Alabama & 6 Other States That Have Enacted Stricter Abortion Laws


This week, Alabama passed what is quite possibly the most restrictive abortion law in the country, effectively banning all abortions, even in the cases of rape and incest. The state joins six other states that recently passed intensely-restrictive abortion laws.

Abortion has been one of the key focal points of religious conservatives ever since 1973, when the Roe v. Wade decision effectively legalized abortion in all 50 states. A subsequent 1992 Supreme Court case, Planned Parenthood v. Casey, did allow states to regulate abortions when the fetus is “viable,” and in recent months, several states have passed laws that effectively ban all abortions, regardless of the viability of the fetus.

Ohio, for example, passed a law preventing abortions once a “fetal heartbeat” could be detected. Since a fetal heartbeat can be detected as early as six weeks into a pregnancy, and since most women don’t even know they’re pregnant until around or after the sixth week, the law effectively banned all abortions.

Arkansas, similarly, wrote its anti-abortion laws in such a way only one abortion clinic was allowed to remain open in the state.

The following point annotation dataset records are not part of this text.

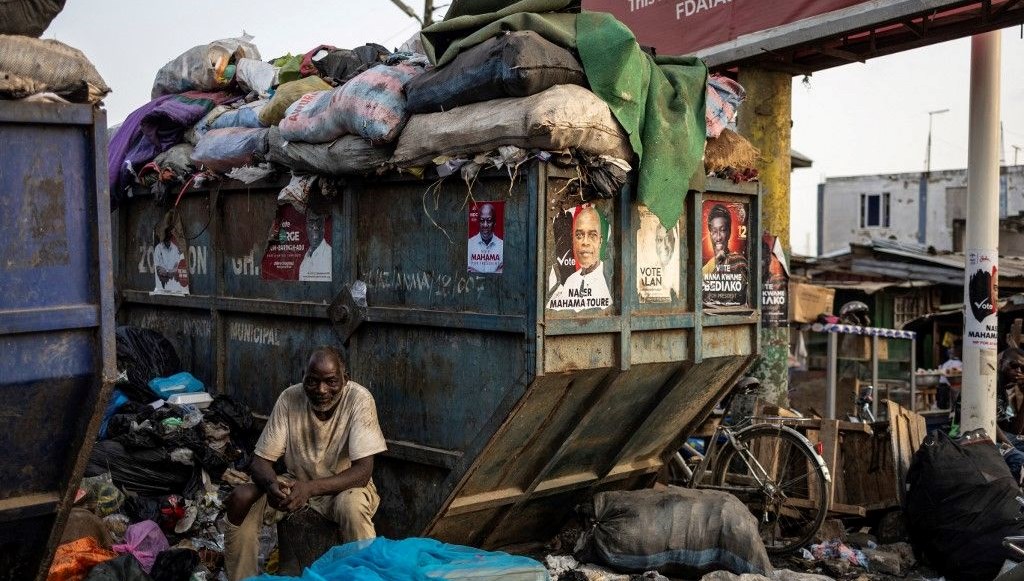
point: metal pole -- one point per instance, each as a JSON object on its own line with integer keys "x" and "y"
{"x": 980, "y": 274}
{"x": 830, "y": 376}
{"x": 875, "y": 376}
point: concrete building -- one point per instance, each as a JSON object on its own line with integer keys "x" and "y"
{"x": 905, "y": 208}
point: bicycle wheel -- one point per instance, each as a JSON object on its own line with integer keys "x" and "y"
{"x": 788, "y": 493}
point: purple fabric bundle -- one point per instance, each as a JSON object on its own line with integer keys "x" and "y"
{"x": 154, "y": 128}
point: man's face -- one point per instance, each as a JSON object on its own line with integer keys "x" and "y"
{"x": 486, "y": 222}
{"x": 665, "y": 244}
{"x": 323, "y": 382}
{"x": 719, "y": 234}
{"x": 587, "y": 239}
{"x": 314, "y": 231}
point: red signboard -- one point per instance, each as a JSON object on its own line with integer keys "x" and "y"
{"x": 685, "y": 27}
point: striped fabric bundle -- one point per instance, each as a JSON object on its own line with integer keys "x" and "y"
{"x": 371, "y": 105}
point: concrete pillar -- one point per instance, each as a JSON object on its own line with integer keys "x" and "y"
{"x": 765, "y": 119}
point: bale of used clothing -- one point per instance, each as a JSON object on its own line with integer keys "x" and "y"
{"x": 960, "y": 505}
{"x": 340, "y": 65}
{"x": 512, "y": 65}
{"x": 204, "y": 68}
{"x": 28, "y": 17}
{"x": 372, "y": 106}
{"x": 245, "y": 116}
{"x": 221, "y": 150}
{"x": 30, "y": 66}
{"x": 288, "y": 93}
{"x": 152, "y": 129}
{"x": 143, "y": 355}
{"x": 729, "y": 150}
{"x": 256, "y": 76}
{"x": 124, "y": 568}
{"x": 73, "y": 561}
{"x": 345, "y": 156}
{"x": 679, "y": 532}
{"x": 560, "y": 118}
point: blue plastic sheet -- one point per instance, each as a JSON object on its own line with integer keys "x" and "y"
{"x": 415, "y": 559}
{"x": 182, "y": 382}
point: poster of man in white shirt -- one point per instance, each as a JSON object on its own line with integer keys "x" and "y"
{"x": 315, "y": 264}
{"x": 485, "y": 250}
{"x": 587, "y": 287}
{"x": 169, "y": 264}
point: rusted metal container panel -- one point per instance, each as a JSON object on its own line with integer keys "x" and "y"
{"x": 56, "y": 320}
{"x": 506, "y": 398}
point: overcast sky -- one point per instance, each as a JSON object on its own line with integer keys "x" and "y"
{"x": 857, "y": 119}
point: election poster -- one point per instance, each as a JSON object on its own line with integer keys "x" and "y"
{"x": 775, "y": 283}
{"x": 170, "y": 265}
{"x": 299, "y": 247}
{"x": 980, "y": 321}
{"x": 485, "y": 247}
{"x": 725, "y": 249}
{"x": 580, "y": 274}
{"x": 657, "y": 259}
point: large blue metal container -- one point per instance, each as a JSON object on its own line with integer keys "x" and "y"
{"x": 56, "y": 320}
{"x": 501, "y": 414}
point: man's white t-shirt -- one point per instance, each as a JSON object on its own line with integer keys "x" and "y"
{"x": 317, "y": 449}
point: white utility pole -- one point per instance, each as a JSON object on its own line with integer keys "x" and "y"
{"x": 980, "y": 274}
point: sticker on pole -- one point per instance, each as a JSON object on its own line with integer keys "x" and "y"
{"x": 980, "y": 324}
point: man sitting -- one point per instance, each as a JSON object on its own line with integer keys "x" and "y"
{"x": 327, "y": 430}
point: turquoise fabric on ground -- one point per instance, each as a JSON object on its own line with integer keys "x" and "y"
{"x": 415, "y": 559}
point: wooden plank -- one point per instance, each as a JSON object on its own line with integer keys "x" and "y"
{"x": 829, "y": 445}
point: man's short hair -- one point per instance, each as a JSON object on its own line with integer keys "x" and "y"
{"x": 330, "y": 353}
{"x": 719, "y": 211}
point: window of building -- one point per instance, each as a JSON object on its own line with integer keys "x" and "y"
{"x": 875, "y": 210}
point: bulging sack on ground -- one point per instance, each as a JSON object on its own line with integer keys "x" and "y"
{"x": 221, "y": 150}
{"x": 372, "y": 106}
{"x": 205, "y": 68}
{"x": 512, "y": 65}
{"x": 30, "y": 66}
{"x": 960, "y": 505}
{"x": 676, "y": 532}
{"x": 254, "y": 75}
{"x": 288, "y": 93}
{"x": 560, "y": 118}
{"x": 346, "y": 155}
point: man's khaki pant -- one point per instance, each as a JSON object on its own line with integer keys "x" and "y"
{"x": 352, "y": 510}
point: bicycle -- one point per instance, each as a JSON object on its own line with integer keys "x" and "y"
{"x": 771, "y": 467}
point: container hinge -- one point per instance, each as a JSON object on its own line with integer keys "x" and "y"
{"x": 348, "y": 309}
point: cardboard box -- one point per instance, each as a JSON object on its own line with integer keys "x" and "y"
{"x": 807, "y": 301}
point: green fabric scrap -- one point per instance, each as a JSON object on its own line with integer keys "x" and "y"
{"x": 658, "y": 100}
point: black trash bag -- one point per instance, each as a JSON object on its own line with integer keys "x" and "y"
{"x": 132, "y": 474}
{"x": 512, "y": 65}
{"x": 175, "y": 565}
{"x": 28, "y": 17}
{"x": 341, "y": 65}
{"x": 961, "y": 502}
{"x": 678, "y": 532}
{"x": 124, "y": 568}
{"x": 143, "y": 355}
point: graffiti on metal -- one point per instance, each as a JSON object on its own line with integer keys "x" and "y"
{"x": 428, "y": 283}
{"x": 255, "y": 334}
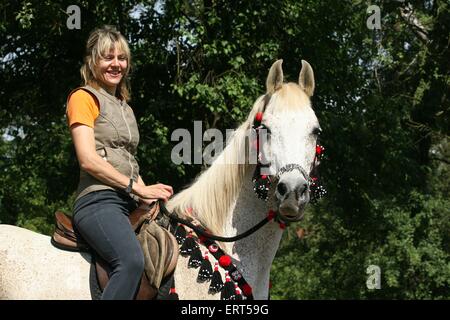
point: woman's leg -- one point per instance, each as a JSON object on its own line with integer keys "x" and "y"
{"x": 101, "y": 218}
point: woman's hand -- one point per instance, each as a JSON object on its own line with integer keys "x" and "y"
{"x": 155, "y": 191}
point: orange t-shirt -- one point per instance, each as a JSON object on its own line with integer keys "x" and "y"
{"x": 82, "y": 108}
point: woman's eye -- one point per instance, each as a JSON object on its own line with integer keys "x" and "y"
{"x": 317, "y": 131}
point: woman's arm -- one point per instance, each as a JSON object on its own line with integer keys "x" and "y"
{"x": 84, "y": 141}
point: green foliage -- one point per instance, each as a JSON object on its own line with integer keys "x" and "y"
{"x": 381, "y": 97}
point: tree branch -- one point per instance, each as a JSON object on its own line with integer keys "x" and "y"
{"x": 407, "y": 13}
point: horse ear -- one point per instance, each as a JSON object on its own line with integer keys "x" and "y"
{"x": 306, "y": 78}
{"x": 275, "y": 77}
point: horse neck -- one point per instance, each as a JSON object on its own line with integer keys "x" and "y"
{"x": 212, "y": 195}
{"x": 254, "y": 254}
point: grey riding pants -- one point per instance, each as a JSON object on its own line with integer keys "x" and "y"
{"x": 101, "y": 217}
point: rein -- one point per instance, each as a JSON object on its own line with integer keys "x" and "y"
{"x": 203, "y": 232}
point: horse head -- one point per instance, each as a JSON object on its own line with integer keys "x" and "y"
{"x": 289, "y": 150}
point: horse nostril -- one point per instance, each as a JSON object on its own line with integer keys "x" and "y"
{"x": 281, "y": 188}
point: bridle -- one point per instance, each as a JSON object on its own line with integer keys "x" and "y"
{"x": 262, "y": 184}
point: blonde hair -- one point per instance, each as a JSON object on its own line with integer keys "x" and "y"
{"x": 100, "y": 42}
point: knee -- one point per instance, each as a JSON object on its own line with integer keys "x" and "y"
{"x": 134, "y": 264}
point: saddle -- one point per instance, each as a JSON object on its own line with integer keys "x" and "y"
{"x": 159, "y": 246}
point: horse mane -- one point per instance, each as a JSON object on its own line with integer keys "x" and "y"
{"x": 215, "y": 190}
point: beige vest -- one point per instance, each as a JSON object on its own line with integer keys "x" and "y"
{"x": 116, "y": 140}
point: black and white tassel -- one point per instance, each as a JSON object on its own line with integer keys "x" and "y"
{"x": 188, "y": 245}
{"x": 180, "y": 234}
{"x": 196, "y": 258}
{"x": 228, "y": 291}
{"x": 205, "y": 272}
{"x": 216, "y": 280}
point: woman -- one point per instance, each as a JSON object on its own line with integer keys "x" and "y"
{"x": 105, "y": 134}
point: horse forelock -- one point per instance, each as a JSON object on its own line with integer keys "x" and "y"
{"x": 290, "y": 97}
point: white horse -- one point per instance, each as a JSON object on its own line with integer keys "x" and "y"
{"x": 222, "y": 198}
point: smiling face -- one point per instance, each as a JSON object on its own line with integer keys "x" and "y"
{"x": 107, "y": 62}
{"x": 111, "y": 69}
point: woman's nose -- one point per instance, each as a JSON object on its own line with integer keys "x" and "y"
{"x": 115, "y": 61}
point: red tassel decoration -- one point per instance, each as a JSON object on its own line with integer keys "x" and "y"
{"x": 216, "y": 281}
{"x": 224, "y": 261}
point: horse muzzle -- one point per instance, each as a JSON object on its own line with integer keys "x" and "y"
{"x": 292, "y": 194}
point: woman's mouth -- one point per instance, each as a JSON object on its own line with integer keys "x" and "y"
{"x": 114, "y": 73}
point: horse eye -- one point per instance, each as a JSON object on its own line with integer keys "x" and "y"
{"x": 317, "y": 131}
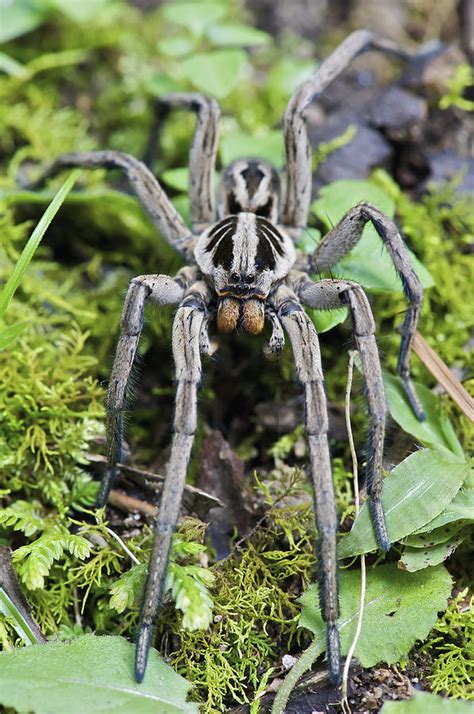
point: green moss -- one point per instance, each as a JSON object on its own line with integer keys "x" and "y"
{"x": 51, "y": 384}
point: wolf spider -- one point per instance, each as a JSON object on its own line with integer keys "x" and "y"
{"x": 244, "y": 270}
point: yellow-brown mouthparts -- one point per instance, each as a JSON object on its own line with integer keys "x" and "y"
{"x": 250, "y": 312}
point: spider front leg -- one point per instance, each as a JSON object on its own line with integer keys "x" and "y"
{"x": 305, "y": 344}
{"x": 330, "y": 294}
{"x": 341, "y": 239}
{"x": 202, "y": 156}
{"x": 142, "y": 182}
{"x": 164, "y": 291}
{"x": 297, "y": 146}
{"x": 187, "y": 330}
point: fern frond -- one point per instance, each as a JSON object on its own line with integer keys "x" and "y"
{"x": 34, "y": 560}
{"x": 23, "y": 516}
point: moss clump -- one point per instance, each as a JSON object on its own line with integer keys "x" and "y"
{"x": 451, "y": 645}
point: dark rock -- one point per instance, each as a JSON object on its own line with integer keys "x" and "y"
{"x": 304, "y": 17}
{"x": 432, "y": 69}
{"x": 447, "y": 165}
{"x": 357, "y": 159}
{"x": 396, "y": 111}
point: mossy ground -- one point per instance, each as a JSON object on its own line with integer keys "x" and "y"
{"x": 86, "y": 85}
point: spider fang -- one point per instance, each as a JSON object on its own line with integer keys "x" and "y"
{"x": 253, "y": 317}
{"x": 228, "y": 314}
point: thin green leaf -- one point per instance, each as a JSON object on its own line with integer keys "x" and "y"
{"x": 377, "y": 273}
{"x": 404, "y": 606}
{"x": 9, "y": 334}
{"x": 18, "y": 18}
{"x": 414, "y": 493}
{"x": 214, "y": 73}
{"x": 236, "y": 35}
{"x": 89, "y": 674}
{"x": 426, "y": 703}
{"x": 33, "y": 242}
{"x": 436, "y": 430}
{"x": 20, "y": 624}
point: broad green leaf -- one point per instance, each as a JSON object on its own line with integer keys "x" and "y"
{"x": 177, "y": 178}
{"x": 235, "y": 35}
{"x": 286, "y": 75}
{"x": 377, "y": 272}
{"x": 176, "y": 46}
{"x": 399, "y": 609}
{"x": 238, "y": 145}
{"x": 11, "y": 67}
{"x": 195, "y": 16}
{"x": 85, "y": 10}
{"x": 89, "y": 674}
{"x": 9, "y": 334}
{"x": 436, "y": 430}
{"x": 18, "y": 18}
{"x": 325, "y": 320}
{"x": 216, "y": 72}
{"x": 414, "y": 559}
{"x": 414, "y": 493}
{"x": 426, "y": 703}
{"x": 461, "y": 507}
{"x": 33, "y": 242}
{"x": 160, "y": 83}
{"x": 18, "y": 621}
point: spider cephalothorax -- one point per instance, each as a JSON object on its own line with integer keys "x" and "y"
{"x": 244, "y": 255}
{"x": 245, "y": 269}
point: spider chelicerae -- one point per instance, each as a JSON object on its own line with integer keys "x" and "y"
{"x": 244, "y": 270}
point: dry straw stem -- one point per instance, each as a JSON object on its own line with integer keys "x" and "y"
{"x": 345, "y": 675}
{"x": 443, "y": 375}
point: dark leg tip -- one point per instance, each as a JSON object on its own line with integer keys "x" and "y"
{"x": 144, "y": 636}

In fact, over the past couple of years, eight states (now including Alabama), have passed abortion laws so restrictive that they completely, or almost-completely, ban abortions in their states, bringing the complete list to Arkansas, Kentucky, Tennessee, Mississippi, Ohio, Alabama, and Georgia.

If the states have had two decades to regulate abortion (that is, since the Casey decision), then why have these strict anti-abortion laws only become a thing recently? Some have pointed to President Donald Trump’s recent Supreme Court appointees.

As Vice notes, Trump’s two Supreme Court appointees Neil Gorsuch and Brett Kavanaugh have resulted in a conservative majority in the court. Some anti-abortion activists and politicians are hoping that that court will now be equipped to finally overturn Roe v. Wade after four decades, effectively allowing all 50 states to freely ban or restrict abortion.

But, for that to happen, it would require a court case to make it as far as the Supreme Court. These states have passed such laws with the specific intention of getting them challenged in the Supreme Court.

Further, Arkansas, Kentucky, and Tennessee have recently enacted what are called “trigger laws,” that is, laws banning abortion that will take effect once Roe is overturned. Other states, including Louisiana, Mississippi, North Dakota, and South Dakota, had passed such laws before the Trump administration.

Other states, according to The Washington Post, have pre-Roe abortion laws still on the books; though unenforceable, they’ve not been officially repealed.